A bit of an aside — the initial text handling logic was pretty good, but the way it initially handled the front matter introduced a bug where it was returning null strings. Having a couple of test files as you go can pay off! Basically the test file included a lorem ipsum block and I could add in blocks for any category that needed to be handled by the cleaning.

After substitution, I added a quick check to ensure that the text string is not empty, stopping the script if it is and returning an error message. Following processing, we need to access both the words and sentences from the Markdown file, so I defined two lists: words and sentences. Sentences is the list that you get by splitting on sentence ending punctuation (., !, and ?), and to get the words, you can use the simple regex expression \b\w+\b.

sentences = re.split(r'[.!?]+', text)
sentences = [s.strip() for s in sentences if s.strip()]
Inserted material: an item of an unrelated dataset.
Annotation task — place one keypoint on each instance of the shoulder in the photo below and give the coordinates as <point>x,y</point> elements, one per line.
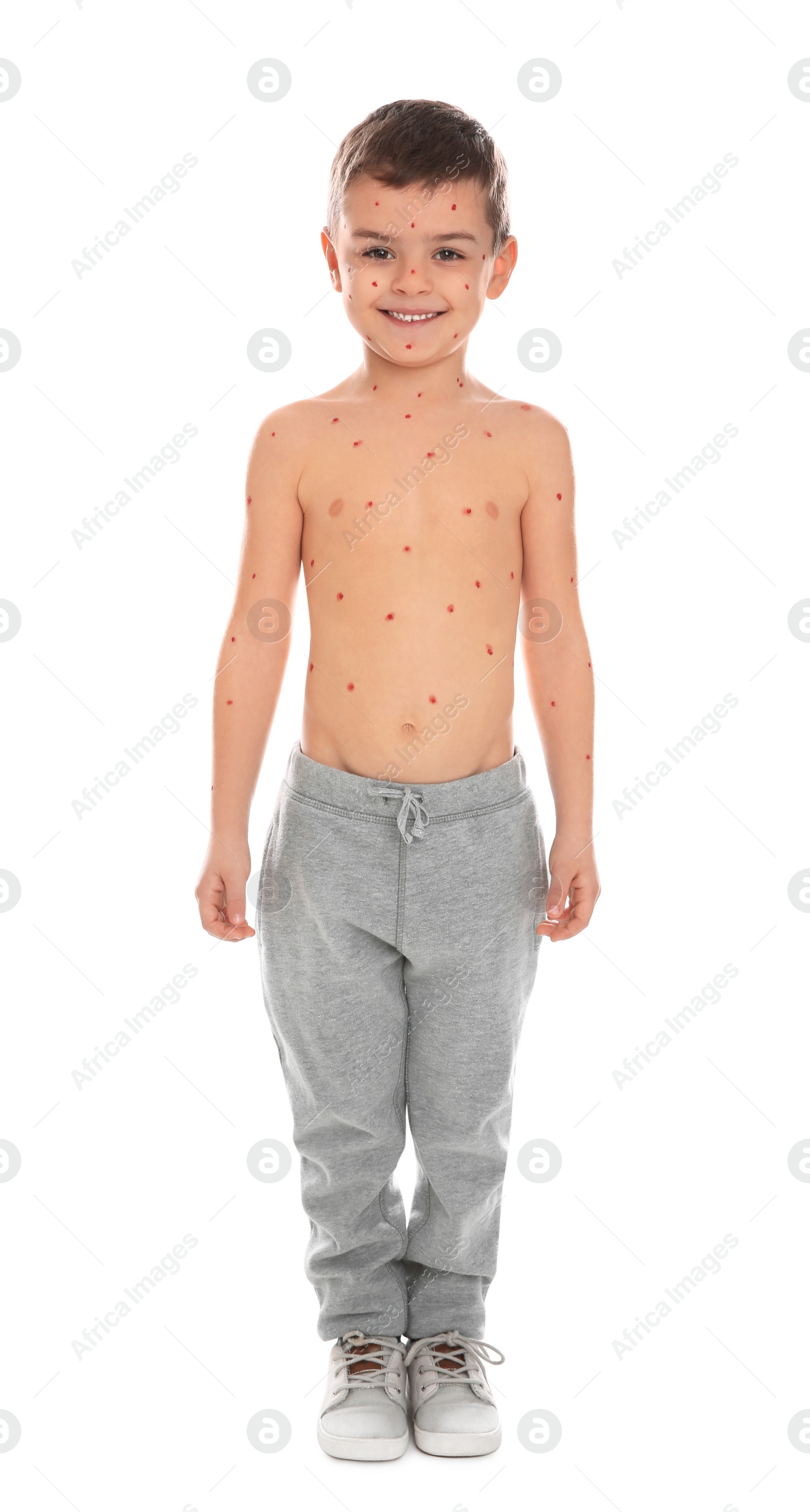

words = re.findall(r'\b\w+\b', text.lower())

syllable_count = 0

With these two lists in hand, we have everything we need to count syllables and calculate the scores.

Calculations

Accurately counting syllables in English is actually a pretty complicated task and context dependent, but we can use spelling to make a quick and reasonable estimate. From Grammarly, they recommend counting the total number of vowels, then subtracting silent vowels (e.g., vowels that occur in tuples, the letter e at the end of a word, etc.). This is pretty easy to set up a pair of nested loops, going through each word and each character in the word, increasing the number of vowels only if the previous character wasn’t a vowel. If the last character is an ’e’, we’ll subtract one from the final count.

Without any additional steps, this will slightly under estimate the number of syllables. Words ending with an “e” often don’t introduce a new syllable (e.g., ‘ice’ is monosyllabic), but in some cases, they do (as in “ukulele”). Since the way I looped through counts vowels, I can add an if statement to check if the word ends in an ’e’ and decrease the count. In the “ukulele” case, the pattern is complicated. “Ale” is monosyllabic, and “simple” only has two syllables. Basically, the thought is that in longer words, with a vowel sound before the “-le” you have an extra syllable (e.g., “allele”, “ukulele”). So we’ll check for that pattern (ends in “le”, word length is greater than 3 letters, and third last character is not a vowel).

Here’s how the script handles counting syllables:

syllable_count = 0
for word in words:
    vowels = "aeiouy"
    word_syllable_count = 0
    prev_char_was_vowel = False
    for char in word:
        if char in vowels:
            if not prev_char_was_vowel:
                word_syllable_count += 1
                prev_char_was_vowel = True
            else:
                prev_char_was_vowel = False
        if word.endswith("e"):
            word_syllable_count -= 1
        if word.endswith("le") and len(word) > 3 and word[-3] not in vowels:
            word_syllable_count += 1
        word_syllable_count = max(1, word_syllable_count)  # Ensure at least 1 syllable
        syllable_count += word_syllable_count

    num_sentences = len(sentences)
    num_words = len(words)

Now that we have all the values for our formulas, it’s a simple matter of implementing and returning the results:

    num_sentences = len(sentences)
    num_words = len(words)

    if num_sentences == 0 or num_words == 0:
        return "Cannot calculate score: Insufficient text.", None

    average_sentence_length = num_words / num_sentences
    average_syllables_per_word = syllable_count / num_words

    flesch_kincaid_score = 206.835 - 1.015 * average_sentence_length - 84.6 * average_syllables_per_word
    grade_level = round(0.39 * average_sentence_length + 11.8 * average_syllables_per_word - 15.59)

    return flesch_kincaid_score, grade_level

Conclusion

With the pieces in place, it’s pretty simple to run: you run the script and enter the filepath for the Markdown file that you’d like to analyze. It handles my blog posts with ease and isn’t a bad heuristic to evaluate the readability of the piece of writing that you’re working on. This is a nice little addition to my drawer of helper scripts for writing projects. Not bad for a quick side project!